Developers are overleveraged, and in their majority still own a considerable number of finished units and land. Banks are pressurising them to dispose of these assets as quickly as possible in order to pay back their loans. Developers are pushing back, asking for more time or for loans to be restructured by paying them back over a longer time period.
This article examines the dynamics between these two parties, through a simple mathematical example.
Andreas decides to build a multi-storey building comprising of ten apartments.
He has €200,000 in cash and needs €1,200,000 to buy the land and build the apartments. Andreas goes to a bank and borrows €1,000,000 with an interest of 6.0% per annum (€60,000) and a ‘bullet payment’ in three years (he has to pay back the €1,000,000 in three years and only the interest in the mean time). Andreas plans to sell the apartments for €180,000 each.
In the first year Andreas sells one apartment for €180,000. As he is very prudent, he pays the bank the €60,000 interest and keeps that other €120,000 on the side for the next two interest payments. Then the crisis happens. Andreas doesn’t manage to sell any apartments in years two and three, but he has the money to pay the interest from the sale of that one apartment.
At the end of the third year he goes to the bank and asks for an extension to his loan of €1,000,000. Property prices have now dropped by one third, they are at €120,000, and he has nine apartments to sell (a total potential income of €1,080,000 which is more than enough to cover his loan).
Andreas thinks that at these lower prices he can sell three apartments in the first year and two apartments per year after that. The bank is pushing him to sell all the apartments in a ‘fire sale’ for €108,000 each (a 10% discount). That means a total income of €972,000; €28,000 short of what they are owed. Is the bank crazy? Doesn’t it want its money back?
As things stand, Andreas owes €1,000,000 and has nine apartments. He sells three in the first year, and has an income of €360,000 and owes €60,000 in interest. Thus, he has a balance of €700,000 and six apartments left. He then sells two in the second year, has an income of €240,000 and owes €42,000 in interest (6% on €700,000). Thus, he has a balance of €502,000 and four apartments left. In the third year he sells two apartments, has an income of €240,000 and owes €30,120 in interest (6% on €502,000). Thus, he has a balance of €292,120 and two apartments left. In this final year he sells the last two apartments, has again an income of €240,000 and owes €17,527 in interest (6% on €292,120). Thus, after four years he still owes the bank €69,647 and has no apartments left.
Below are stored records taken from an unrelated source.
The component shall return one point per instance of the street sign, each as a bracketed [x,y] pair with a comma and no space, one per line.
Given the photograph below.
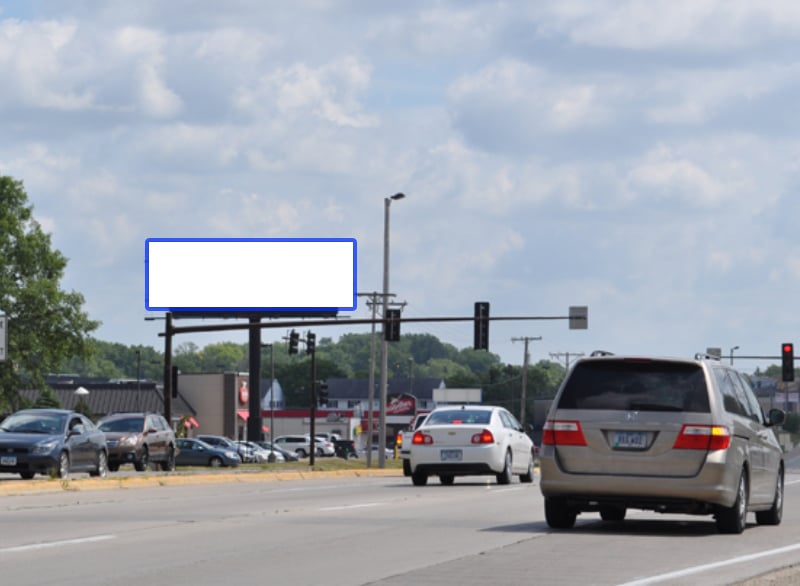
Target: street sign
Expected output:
[3,338]
[578,317]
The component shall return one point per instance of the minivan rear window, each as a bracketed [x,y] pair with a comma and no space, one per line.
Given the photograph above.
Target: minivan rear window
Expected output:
[629,385]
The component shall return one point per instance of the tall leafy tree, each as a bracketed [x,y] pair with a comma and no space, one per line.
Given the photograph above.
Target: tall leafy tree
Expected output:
[47,325]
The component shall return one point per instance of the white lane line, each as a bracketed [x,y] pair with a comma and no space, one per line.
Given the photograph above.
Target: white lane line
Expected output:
[48,544]
[706,567]
[346,507]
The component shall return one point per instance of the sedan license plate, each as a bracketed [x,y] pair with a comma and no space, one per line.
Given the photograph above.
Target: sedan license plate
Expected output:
[629,440]
[450,455]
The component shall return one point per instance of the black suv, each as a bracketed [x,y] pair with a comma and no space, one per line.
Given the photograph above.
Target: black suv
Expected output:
[138,439]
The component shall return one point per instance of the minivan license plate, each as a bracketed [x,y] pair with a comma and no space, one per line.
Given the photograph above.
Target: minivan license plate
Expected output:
[450,455]
[635,440]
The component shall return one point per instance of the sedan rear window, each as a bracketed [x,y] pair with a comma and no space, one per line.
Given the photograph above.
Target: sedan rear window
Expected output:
[626,385]
[459,416]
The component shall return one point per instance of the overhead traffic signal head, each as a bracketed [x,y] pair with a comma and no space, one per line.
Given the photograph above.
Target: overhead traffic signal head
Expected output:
[322,396]
[311,343]
[787,361]
[481,325]
[392,331]
[294,341]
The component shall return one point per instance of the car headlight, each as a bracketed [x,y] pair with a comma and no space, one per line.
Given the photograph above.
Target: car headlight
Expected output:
[45,447]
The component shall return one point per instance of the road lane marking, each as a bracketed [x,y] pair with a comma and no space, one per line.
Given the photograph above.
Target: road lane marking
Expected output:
[346,507]
[712,566]
[49,544]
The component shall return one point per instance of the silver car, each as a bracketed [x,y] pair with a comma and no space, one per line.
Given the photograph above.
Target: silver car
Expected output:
[668,435]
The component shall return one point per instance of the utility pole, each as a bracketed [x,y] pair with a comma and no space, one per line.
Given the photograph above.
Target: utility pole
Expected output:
[525,361]
[559,355]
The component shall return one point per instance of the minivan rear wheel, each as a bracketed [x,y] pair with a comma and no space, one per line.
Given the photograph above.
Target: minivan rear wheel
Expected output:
[733,519]
[558,514]
[774,515]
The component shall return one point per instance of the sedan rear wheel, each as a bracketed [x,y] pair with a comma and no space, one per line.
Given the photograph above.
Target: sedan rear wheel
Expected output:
[419,478]
[528,476]
[558,514]
[101,468]
[505,476]
[141,464]
[63,465]
[733,519]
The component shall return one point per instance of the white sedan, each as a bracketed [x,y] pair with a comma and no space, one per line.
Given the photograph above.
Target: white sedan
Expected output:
[471,440]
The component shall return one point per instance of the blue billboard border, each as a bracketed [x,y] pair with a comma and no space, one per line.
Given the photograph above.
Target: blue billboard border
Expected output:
[249,309]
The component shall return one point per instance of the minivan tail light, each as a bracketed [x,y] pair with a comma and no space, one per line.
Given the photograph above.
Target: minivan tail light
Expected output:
[563,433]
[421,439]
[703,437]
[484,437]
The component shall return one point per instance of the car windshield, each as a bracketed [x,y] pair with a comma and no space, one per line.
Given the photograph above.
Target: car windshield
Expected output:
[126,425]
[460,416]
[630,385]
[49,423]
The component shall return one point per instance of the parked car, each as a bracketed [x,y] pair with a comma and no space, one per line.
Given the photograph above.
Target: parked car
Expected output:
[671,435]
[220,441]
[299,444]
[469,440]
[260,454]
[345,449]
[139,439]
[51,441]
[287,455]
[195,452]
[325,446]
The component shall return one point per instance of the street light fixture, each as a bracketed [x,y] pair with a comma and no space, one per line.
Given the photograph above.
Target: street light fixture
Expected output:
[387,202]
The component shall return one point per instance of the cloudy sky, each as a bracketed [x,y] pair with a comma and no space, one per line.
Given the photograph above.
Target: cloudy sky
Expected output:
[638,157]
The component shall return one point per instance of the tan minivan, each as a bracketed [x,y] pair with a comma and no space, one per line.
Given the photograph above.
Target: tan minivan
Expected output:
[669,435]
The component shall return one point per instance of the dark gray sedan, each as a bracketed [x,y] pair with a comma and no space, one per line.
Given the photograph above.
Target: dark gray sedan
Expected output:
[193,452]
[53,442]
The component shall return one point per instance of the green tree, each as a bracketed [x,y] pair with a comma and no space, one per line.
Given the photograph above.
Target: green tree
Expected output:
[46,324]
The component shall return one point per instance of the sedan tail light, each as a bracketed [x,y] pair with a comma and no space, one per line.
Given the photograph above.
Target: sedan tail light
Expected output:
[421,439]
[703,437]
[562,433]
[484,437]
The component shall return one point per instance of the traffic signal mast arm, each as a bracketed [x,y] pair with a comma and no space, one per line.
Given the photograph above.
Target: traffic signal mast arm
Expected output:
[349,322]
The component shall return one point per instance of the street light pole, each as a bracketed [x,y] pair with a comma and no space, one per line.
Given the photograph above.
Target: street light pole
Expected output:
[387,202]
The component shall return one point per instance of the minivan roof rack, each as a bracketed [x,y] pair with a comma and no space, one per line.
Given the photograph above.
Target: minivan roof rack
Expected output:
[601,353]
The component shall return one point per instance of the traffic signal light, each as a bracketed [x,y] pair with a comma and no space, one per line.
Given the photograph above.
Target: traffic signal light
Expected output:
[322,396]
[392,331]
[481,325]
[174,375]
[787,364]
[294,340]
[311,343]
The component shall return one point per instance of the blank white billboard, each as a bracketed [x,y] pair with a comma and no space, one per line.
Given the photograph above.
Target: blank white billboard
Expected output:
[254,274]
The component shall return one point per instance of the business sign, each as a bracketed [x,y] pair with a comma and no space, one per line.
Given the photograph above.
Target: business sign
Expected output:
[3,338]
[250,274]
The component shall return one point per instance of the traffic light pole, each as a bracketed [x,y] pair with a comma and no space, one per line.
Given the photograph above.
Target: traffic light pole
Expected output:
[313,447]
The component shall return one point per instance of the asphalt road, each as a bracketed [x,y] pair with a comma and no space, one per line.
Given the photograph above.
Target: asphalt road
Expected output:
[356,530]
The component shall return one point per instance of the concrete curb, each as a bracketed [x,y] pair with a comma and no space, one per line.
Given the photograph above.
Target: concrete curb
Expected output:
[25,487]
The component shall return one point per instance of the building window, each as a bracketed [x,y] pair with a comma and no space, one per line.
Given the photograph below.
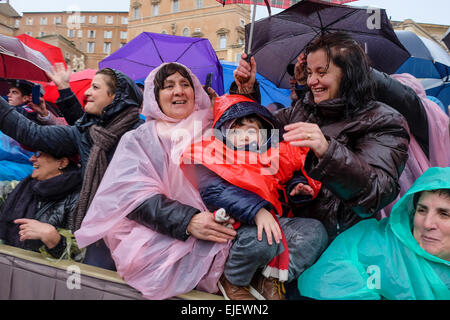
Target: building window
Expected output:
[176,6]
[107,47]
[109,20]
[223,41]
[136,13]
[90,47]
[155,9]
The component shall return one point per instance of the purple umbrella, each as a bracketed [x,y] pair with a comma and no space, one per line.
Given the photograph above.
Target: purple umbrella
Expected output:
[148,50]
[18,61]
The bank knows that the longer it takes Andreas to sell the apartments, the more interest payments are going to be biting into the amount it receives to pay back his outstanding loan. Thus, the bank wants to ensure that it minimises the amount of losses it has because it runs the risk of Andreas taking even longer to pay back the loan, which in turn means that the shortfall between what the bank is owed and what it will receive could be even greater.
The rate of sale matters almost as much as the price achieved. The bigger the loan and the higher the interest, the more important the rate of sale is. In the current environment where projects are overleveraged and interest rates are running high, the rate of sale becomes paramount.
Why should we care?
Well, the €1,000,000 borrowed by Andreas is the money that you and I deposited at the bank. If the bank doesn’t get its money back, then it won’t have any money to pay us back.